Familie Flöz hail from Berlin and they do the rounds of German theaters so that audiences throughout the country get the chance to experience their magic. I was sure there were 6, 7 or 8 people on the stage during the 90 minute show, but in reality there were just 3 people. Three talented guys who had mastered the art of changing costumes with lightning speed, playing Maskentheater, working puppets, sword fighting and dancing around. Oh and they played a series of weird musical instruments too, which was their encore gig at the end. Throughout the show they wore a series of masks with rather contorted and vaguely spooky heads. The puppet doll at the beginning and end of the piece had me genuinely thinking that it was a real person until I realised it was being operated by the guy behind. Having briefly performed with the puppet doll the three guys then transformed themselves into a series of puppet dolls for the remainder of the show.
A publicity photo for Teatro Delusio
And what of the show? The setting is backstage, behind the scenery, so you get a sort of reverse effect that really worked well at the very end of the show. Here, during the applause, the three performers leapt out of the visual back of the stage in the direction of the real backstage, giving us the impression that we were far behind the stage and scenery and looking forward onto the stage. It's oddly difficult to explain lucidly and I'm beginning to doubt my own brain work now. And this is where this odd theater piece, wholly without text or speech, takes us: into a netherworld redolent of the feeling you get when you are just between waking and sleeping, a borderline dreamworld of misconstructed reality. This is an area I find very interesting and I feel that music plays a big role in these edge of reality scenarios. Here, there were a number of well chosen playback excerpts of music.

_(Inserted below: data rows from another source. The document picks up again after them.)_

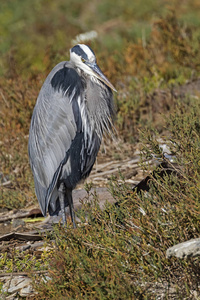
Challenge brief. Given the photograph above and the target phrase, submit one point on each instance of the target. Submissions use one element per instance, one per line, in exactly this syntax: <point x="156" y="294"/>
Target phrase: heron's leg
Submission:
<point x="62" y="194"/>
<point x="71" y="207"/>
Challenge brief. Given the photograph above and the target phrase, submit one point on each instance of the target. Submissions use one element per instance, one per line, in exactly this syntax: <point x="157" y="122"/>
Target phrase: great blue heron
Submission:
<point x="73" y="109"/>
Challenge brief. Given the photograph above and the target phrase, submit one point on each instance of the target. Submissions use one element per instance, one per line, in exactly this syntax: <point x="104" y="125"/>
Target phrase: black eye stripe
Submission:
<point x="79" y="51"/>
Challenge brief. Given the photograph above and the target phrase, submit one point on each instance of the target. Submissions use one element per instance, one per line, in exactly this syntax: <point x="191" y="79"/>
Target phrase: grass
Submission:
<point x="143" y="49"/>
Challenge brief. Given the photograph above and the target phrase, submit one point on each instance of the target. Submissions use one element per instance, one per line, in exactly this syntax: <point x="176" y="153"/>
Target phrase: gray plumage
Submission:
<point x="73" y="110"/>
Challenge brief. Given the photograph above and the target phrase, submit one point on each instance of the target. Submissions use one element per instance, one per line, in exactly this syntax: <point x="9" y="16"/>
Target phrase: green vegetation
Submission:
<point x="144" y="50"/>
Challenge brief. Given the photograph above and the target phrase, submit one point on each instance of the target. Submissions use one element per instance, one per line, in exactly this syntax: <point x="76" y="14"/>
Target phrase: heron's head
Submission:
<point x="82" y="57"/>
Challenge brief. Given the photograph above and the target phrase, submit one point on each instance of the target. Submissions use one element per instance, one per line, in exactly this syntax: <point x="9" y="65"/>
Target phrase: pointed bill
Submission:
<point x="99" y="74"/>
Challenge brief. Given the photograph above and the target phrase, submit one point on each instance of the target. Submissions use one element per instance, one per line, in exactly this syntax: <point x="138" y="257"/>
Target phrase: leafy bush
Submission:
<point x="121" y="252"/>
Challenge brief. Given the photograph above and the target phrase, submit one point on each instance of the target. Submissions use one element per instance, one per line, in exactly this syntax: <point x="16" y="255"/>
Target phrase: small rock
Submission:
<point x="17" y="222"/>
<point x="187" y="249"/>
<point x="16" y="284"/>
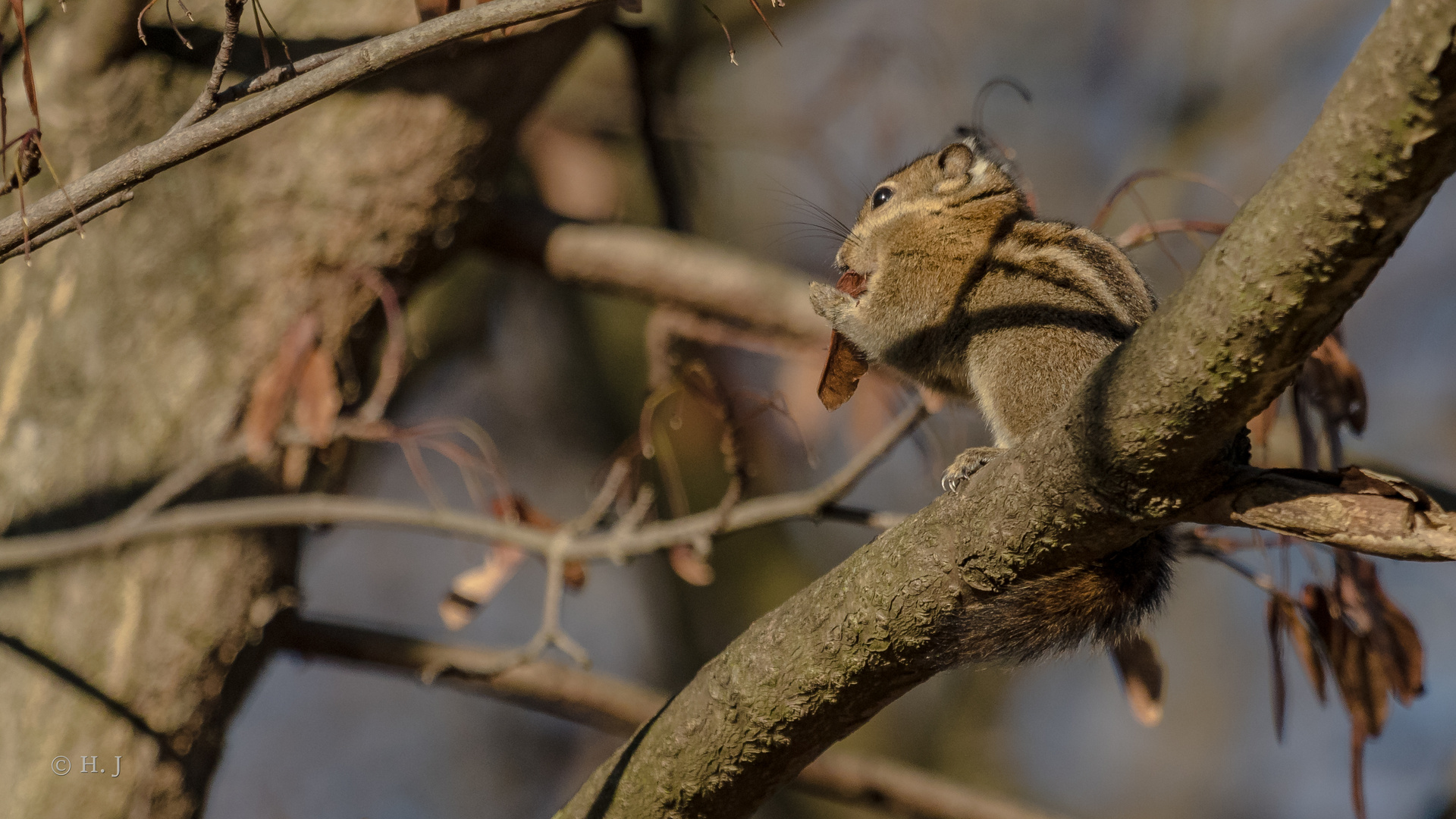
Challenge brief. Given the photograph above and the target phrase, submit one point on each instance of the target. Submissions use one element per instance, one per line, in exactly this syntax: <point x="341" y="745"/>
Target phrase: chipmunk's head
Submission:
<point x="963" y="190"/>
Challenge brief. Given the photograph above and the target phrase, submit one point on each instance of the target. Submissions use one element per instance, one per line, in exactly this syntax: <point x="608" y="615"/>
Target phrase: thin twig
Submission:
<point x="69" y="226"/>
<point x="207" y="102"/>
<point x="172" y="485"/>
<point x="357" y="63"/>
<point x="277" y="74"/>
<point x="318" y="509"/>
<point x="392" y="362"/>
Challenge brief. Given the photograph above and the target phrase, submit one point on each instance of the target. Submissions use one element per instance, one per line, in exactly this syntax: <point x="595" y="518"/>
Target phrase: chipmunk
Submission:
<point x="967" y="293"/>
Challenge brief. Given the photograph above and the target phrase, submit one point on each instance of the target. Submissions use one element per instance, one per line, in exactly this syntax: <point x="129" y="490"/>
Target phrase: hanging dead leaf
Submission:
<point x="273" y="387"/>
<point x="1331" y="388"/>
<point x="473" y="589"/>
<point x="319" y="401"/>
<point x="1307" y="651"/>
<point x="691" y="566"/>
<point x="574" y="573"/>
<point x="1142" y="673"/>
<point x="846" y="363"/>
<point x="1369" y="483"/>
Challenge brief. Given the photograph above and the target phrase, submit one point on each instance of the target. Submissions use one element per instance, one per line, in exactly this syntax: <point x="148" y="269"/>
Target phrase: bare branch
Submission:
<point x="69" y="226"/>
<point x="1145" y="232"/>
<point x="1323" y="507"/>
<point x="357" y="63"/>
<point x="619" y="707"/>
<point x="277" y="74"/>
<point x="689" y="273"/>
<point x="207" y="102"/>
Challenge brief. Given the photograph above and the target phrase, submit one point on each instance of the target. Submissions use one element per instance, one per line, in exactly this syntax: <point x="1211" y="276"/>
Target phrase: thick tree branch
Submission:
<point x="360" y="61"/>
<point x="1144" y="442"/>
<point x="619" y="707"/>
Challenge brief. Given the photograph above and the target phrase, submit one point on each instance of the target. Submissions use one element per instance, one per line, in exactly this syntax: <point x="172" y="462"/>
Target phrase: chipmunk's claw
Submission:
<point x="965" y="465"/>
<point x="827" y="300"/>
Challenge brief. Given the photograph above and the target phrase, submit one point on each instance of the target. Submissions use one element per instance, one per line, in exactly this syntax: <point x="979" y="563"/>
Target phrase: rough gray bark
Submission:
<point x="130" y="352"/>
<point x="1139" y="447"/>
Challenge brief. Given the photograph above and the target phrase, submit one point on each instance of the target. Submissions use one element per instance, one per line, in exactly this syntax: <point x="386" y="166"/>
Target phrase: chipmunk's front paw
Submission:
<point x="965" y="465"/>
<point x="829" y="302"/>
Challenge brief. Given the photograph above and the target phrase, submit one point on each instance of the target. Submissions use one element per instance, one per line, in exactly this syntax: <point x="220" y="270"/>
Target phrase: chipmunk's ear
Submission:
<point x="956" y="159"/>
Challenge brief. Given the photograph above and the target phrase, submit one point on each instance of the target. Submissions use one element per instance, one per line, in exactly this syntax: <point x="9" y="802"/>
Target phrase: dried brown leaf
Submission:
<point x="1308" y="651"/>
<point x="274" y="384"/>
<point x="574" y="573"/>
<point x="691" y="566"/>
<point x="296" y="465"/>
<point x="1340" y="385"/>
<point x="1142" y="672"/>
<point x="472" y="591"/>
<point x="319" y="401"/>
<point x="430" y="9"/>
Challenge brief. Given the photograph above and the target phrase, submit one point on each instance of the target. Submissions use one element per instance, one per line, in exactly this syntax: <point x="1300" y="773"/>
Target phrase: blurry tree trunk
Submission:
<point x="131" y="352"/>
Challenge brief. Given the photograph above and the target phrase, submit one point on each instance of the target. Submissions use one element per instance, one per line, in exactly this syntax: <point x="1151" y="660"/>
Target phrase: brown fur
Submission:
<point x="974" y="297"/>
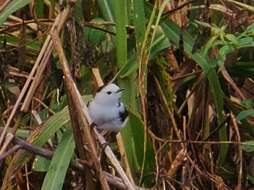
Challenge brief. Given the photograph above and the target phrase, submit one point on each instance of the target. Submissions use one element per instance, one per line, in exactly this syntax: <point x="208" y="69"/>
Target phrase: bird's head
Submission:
<point x="109" y="94"/>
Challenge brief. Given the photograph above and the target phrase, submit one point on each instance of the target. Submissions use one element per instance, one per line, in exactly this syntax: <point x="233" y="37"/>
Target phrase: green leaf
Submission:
<point x="54" y="178"/>
<point x="244" y="114"/>
<point x="41" y="164"/>
<point x="11" y="8"/>
<point x="232" y="38"/>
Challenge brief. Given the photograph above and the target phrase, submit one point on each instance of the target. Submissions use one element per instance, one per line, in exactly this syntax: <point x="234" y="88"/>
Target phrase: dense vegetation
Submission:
<point x="187" y="69"/>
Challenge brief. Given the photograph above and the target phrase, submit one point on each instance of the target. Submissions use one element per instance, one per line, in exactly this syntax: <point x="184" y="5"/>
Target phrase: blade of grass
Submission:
<point x="55" y="176"/>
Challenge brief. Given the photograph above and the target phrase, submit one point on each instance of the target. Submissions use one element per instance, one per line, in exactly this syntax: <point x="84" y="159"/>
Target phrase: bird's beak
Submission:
<point x="120" y="90"/>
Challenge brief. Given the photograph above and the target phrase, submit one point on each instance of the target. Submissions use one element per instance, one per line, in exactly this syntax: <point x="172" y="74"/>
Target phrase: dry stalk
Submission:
<point x="60" y="19"/>
<point x="238" y="138"/>
<point x="79" y="106"/>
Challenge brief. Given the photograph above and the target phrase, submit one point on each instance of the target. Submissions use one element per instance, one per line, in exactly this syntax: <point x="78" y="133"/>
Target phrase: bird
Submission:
<point x="106" y="109"/>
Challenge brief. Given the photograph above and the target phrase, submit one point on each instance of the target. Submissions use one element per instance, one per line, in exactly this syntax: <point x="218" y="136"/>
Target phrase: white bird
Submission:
<point x="106" y="109"/>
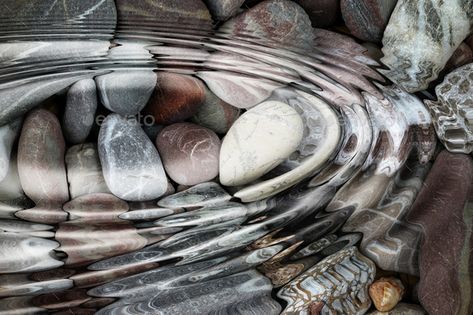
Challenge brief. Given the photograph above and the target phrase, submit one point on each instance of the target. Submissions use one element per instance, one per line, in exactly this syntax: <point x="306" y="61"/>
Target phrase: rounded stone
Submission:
<point x="80" y="110"/>
<point x="216" y="114"/>
<point x="258" y="141"/>
<point x="131" y="164"/>
<point x="367" y="19"/>
<point x="41" y="159"/>
<point x="84" y="172"/>
<point x="176" y="98"/>
<point x="126" y="92"/>
<point x="222" y="10"/>
<point x="190" y="153"/>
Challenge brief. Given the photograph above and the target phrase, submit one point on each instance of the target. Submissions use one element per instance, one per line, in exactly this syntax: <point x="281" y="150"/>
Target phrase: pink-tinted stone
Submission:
<point x="190" y="153"/>
<point x="282" y="21"/>
<point x="41" y="166"/>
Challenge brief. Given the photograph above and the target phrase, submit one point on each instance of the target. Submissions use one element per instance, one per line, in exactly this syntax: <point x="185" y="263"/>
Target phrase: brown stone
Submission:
<point x="444" y="209"/>
<point x="282" y="21"/>
<point x="386" y="293"/>
<point x="176" y="98"/>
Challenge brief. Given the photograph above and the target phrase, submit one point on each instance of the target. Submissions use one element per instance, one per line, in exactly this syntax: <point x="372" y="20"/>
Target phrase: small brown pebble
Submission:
<point x="386" y="293"/>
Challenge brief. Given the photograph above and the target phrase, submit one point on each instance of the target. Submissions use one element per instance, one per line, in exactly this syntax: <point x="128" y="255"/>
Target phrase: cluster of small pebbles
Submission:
<point x="236" y="157"/>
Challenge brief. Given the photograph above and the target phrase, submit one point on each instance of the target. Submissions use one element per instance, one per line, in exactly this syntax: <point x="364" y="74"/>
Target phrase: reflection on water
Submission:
<point x="361" y="159"/>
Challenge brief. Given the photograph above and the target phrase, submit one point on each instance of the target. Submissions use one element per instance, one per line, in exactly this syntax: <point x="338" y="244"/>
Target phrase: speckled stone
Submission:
<point x="222" y="10"/>
<point x="261" y="139"/>
<point x="190" y="153"/>
<point x="131" y="164"/>
<point x="452" y="112"/>
<point x="444" y="209"/>
<point x="215" y="114"/>
<point x="126" y="92"/>
<point x="461" y="56"/>
<point x="80" y="110"/>
<point x="367" y="19"/>
<point x="176" y="98"/>
<point x="84" y="172"/>
<point x="41" y="167"/>
<point x="283" y="21"/>
<point x="322" y="13"/>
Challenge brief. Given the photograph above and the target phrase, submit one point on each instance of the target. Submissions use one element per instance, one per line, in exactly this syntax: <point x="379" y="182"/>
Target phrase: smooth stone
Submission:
<point x="190" y="153"/>
<point x="216" y="114"/>
<point x="187" y="12"/>
<point x="258" y="141"/>
<point x="386" y="293"/>
<point x="402" y="309"/>
<point x="24" y="253"/>
<point x="41" y="159"/>
<point x="452" y="113"/>
<point x="323" y="130"/>
<point x="152" y="130"/>
<point x="176" y="98"/>
<point x="131" y="164"/>
<point x="282" y="21"/>
<point x="340" y="281"/>
<point x="8" y="135"/>
<point x="51" y="49"/>
<point x="420" y="38"/>
<point x="10" y="186"/>
<point x="444" y="210"/>
<point x="80" y="110"/>
<point x="222" y="10"/>
<point x="239" y="90"/>
<point x="91" y="233"/>
<point x="461" y="56"/>
<point x="126" y="92"/>
<point x="86" y="14"/>
<point x="322" y="13"/>
<point x="9" y="207"/>
<point x="200" y="195"/>
<point x="84" y="172"/>
<point x="17" y="99"/>
<point x="367" y="19"/>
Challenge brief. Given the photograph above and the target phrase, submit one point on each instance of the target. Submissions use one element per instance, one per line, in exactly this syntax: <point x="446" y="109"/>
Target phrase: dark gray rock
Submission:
<point x="131" y="164"/>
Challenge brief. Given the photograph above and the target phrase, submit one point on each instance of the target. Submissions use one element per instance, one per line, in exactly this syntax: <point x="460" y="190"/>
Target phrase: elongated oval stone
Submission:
<point x="420" y="38"/>
<point x="190" y="153"/>
<point x="260" y="139"/>
<point x="41" y="159"/>
<point x="80" y="110"/>
<point x="131" y="164"/>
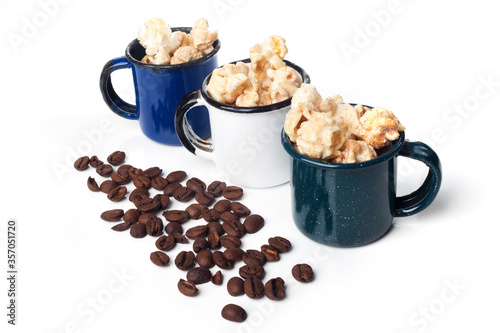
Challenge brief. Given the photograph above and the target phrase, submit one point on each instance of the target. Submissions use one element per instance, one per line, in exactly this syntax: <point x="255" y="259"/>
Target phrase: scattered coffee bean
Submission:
<point x="104" y="170"/>
<point x="159" y="258"/>
<point x="92" y="185"/>
<point x="302" y="273"/>
<point x="116" y="158"/>
<point x="233" y="192"/>
<point x="199" y="275"/>
<point x="254" y="288"/>
<point x="187" y="288"/>
<point x="165" y="243"/>
<point x="176" y="176"/>
<point x="107" y="186"/>
<point x="82" y="163"/>
<point x="112" y="215"/>
<point x="185" y="260"/>
<point x="216" y="188"/>
<point x="274" y="289"/>
<point x="270" y="252"/>
<point x="235" y="286"/>
<point x="233" y="312"/>
<point x="138" y="230"/>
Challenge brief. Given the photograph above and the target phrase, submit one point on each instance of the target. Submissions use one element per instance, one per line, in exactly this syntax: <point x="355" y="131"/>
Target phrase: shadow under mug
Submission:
<point x="158" y="90"/>
<point x="246" y="141"/>
<point x="348" y="205"/>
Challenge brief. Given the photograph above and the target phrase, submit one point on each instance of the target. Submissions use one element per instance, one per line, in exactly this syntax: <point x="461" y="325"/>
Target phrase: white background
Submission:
<point x="434" y="272"/>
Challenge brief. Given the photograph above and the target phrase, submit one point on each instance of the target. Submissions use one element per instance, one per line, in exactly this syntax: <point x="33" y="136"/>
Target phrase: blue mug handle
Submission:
<point x="420" y="199"/>
<point x="115" y="103"/>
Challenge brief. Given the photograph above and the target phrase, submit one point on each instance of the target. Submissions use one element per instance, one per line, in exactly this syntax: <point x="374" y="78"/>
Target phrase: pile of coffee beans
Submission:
<point x="215" y="242"/>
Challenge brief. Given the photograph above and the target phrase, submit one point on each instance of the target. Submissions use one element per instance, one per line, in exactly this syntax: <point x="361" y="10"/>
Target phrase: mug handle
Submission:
<point x="420" y="199"/>
<point x="115" y="103"/>
<point x="185" y="133"/>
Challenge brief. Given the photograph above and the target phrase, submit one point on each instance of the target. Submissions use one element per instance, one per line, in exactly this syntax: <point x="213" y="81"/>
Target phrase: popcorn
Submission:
<point x="268" y="81"/>
<point x="330" y="130"/>
<point x="165" y="47"/>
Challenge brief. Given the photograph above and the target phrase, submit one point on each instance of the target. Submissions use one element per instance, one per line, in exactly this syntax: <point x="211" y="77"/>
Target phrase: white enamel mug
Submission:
<point x="246" y="141"/>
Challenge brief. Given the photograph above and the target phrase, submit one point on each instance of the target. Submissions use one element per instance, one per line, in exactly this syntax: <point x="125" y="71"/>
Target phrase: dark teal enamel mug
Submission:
<point x="348" y="205"/>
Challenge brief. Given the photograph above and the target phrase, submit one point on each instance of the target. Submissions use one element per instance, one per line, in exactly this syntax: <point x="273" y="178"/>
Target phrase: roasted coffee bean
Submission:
<point x="248" y="271"/>
<point x="234" y="254"/>
<point x="104" y="170"/>
<point x="112" y="215"/>
<point x="165" y="243"/>
<point x="138" y="230"/>
<point x="199" y="275"/>
<point x="234" y="228"/>
<point x="230" y="241"/>
<point x="92" y="185"/>
<point x="138" y="194"/>
<point x="159" y="258"/>
<point x="213" y="239"/>
<point x="117" y="193"/>
<point x="254" y="257"/>
<point x="198" y="231"/>
<point x="240" y="209"/>
<point x="142" y="181"/>
<point x="274" y="289"/>
<point x="120" y="178"/>
<point x="187" y="288"/>
<point x="171" y="188"/>
<point x="216" y="188"/>
<point x="302" y="273"/>
<point x="184" y="260"/>
<point x="235" y="286"/>
<point x="217" y="278"/>
<point x="107" y="185"/>
<point x="195" y="211"/>
<point x="175" y="215"/>
<point x="228" y="216"/>
<point x="204" y="258"/>
<point x="215" y="226"/>
<point x="232" y="192"/>
<point x="254" y="288"/>
<point x="280" y="244"/>
<point x="176" y="176"/>
<point x="270" y="252"/>
<point x="196" y="185"/>
<point x="82" y="163"/>
<point x="253" y="223"/>
<point x="222" y="261"/>
<point x="116" y="158"/>
<point x="233" y="312"/>
<point x="211" y="215"/>
<point x="147" y="205"/>
<point x="95" y="161"/>
<point x="183" y="194"/>
<point x="122" y="226"/>
<point x="222" y="206"/>
<point x="131" y="216"/>
<point x="173" y="227"/>
<point x="200" y="244"/>
<point x="154" y="227"/>
<point x="159" y="183"/>
<point x="204" y="198"/>
<point x="152" y="172"/>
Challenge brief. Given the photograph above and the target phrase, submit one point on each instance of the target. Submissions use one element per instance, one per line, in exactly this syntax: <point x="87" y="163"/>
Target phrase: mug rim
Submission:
<point x="288" y="146"/>
<point x="251" y="109"/>
<point x="138" y="62"/>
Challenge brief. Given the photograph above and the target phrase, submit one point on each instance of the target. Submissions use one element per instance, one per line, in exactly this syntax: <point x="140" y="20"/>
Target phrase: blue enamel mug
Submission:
<point x="348" y="205"/>
<point x="158" y="90"/>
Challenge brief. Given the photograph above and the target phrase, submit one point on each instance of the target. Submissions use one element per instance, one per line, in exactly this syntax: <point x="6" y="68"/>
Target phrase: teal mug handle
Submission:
<point x="420" y="199"/>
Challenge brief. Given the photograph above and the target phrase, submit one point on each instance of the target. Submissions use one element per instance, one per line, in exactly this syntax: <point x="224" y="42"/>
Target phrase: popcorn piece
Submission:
<point x="356" y="151"/>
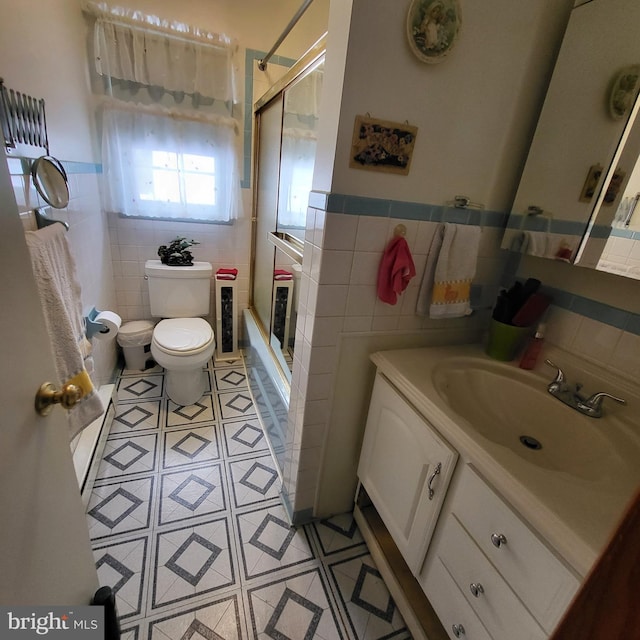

Info about the Teatro Delusio team
The story? There wasn't one, the action just moved from scene to scene, most of them somewhat unrelated, just in the way dreams do. In a dream you quickly forget the previous semi-reality as you focus on the new environment, while it takes you into the unknown. I am one of those who can control my dreams and if they start going into too horrible a place, or become too absurd, I can simply turn them off or divert the flow elsewhere. This is truly interesting stuff and you should try to catch a show if you can. It ran for 90 minutes without a pause.